Their reckless behaviour resulted in the complete destruction of shareholder value and in the process, the nation's financial stability.

Irish banks behaved just like the Americans.

The chief executives signed off on the loans to Seán Dunne, Bernard McNamara and the rest of them. Their lending was lunacy and the valuations were fairy tales. An effective board compiled of non-executive directors, who are supposed to be independent and far-seeing, should have "strategically guided" the executives away from disaster and thus spared the exchequer a lot of bother. They didn't and now we're all paying.

The Greenspan Assumption, though flawed, is not wholly without merit. It solves one problem for Lenihan. He can tell his State appointees that they need not concern themselves with any conflict of interest. Their job is to help get the banks back to stability and profitability. Since the State itself will be a shareholder, all interests will be aligned.

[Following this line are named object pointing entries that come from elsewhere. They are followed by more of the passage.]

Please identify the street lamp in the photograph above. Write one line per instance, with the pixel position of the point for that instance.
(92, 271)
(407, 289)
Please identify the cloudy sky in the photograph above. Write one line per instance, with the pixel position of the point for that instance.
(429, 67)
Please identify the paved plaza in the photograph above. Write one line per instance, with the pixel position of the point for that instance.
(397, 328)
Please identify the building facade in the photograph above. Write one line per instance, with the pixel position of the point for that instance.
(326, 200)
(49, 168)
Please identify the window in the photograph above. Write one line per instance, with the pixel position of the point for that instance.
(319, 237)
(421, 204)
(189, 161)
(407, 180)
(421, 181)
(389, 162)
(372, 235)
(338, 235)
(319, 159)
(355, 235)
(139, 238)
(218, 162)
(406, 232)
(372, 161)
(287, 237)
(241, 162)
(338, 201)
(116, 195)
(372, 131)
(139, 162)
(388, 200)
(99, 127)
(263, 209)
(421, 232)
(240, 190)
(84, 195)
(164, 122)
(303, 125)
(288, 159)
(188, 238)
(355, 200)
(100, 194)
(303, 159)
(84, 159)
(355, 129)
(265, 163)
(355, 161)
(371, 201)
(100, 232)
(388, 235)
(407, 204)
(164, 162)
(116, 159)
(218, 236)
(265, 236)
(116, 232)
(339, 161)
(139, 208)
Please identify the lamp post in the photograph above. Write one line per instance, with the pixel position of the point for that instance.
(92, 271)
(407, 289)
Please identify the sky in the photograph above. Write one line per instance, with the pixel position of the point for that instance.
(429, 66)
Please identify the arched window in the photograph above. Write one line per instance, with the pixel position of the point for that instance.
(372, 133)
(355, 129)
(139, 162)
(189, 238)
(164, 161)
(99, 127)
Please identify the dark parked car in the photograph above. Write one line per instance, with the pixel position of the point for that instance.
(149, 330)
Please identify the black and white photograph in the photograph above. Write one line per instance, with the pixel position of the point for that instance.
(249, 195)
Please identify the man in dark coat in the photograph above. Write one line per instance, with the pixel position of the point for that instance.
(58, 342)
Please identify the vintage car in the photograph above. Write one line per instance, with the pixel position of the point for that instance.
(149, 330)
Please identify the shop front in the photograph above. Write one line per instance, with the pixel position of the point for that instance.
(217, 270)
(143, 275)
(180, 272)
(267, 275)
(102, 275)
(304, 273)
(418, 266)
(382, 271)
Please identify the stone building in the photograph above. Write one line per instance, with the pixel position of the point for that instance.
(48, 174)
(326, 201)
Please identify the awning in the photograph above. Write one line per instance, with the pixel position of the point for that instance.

Unfortunately we are still left with the huge flaw in Greenspan's theory. Presumably there was no point at which the boards of the banks decided to stop acting in the shareholders' interests. The non-execs strategically guided their institutions to where they are today, not out of wilful negligence, but out of stupidity and arrogance. Unfortunately, there's no cure for that. Lenihan can redecorate the board room with new faces but until he gets rid of the old ones, the place will stink. Let's hope our Minister can flush them out.

I'll hold his nose. You get the rubber gloves.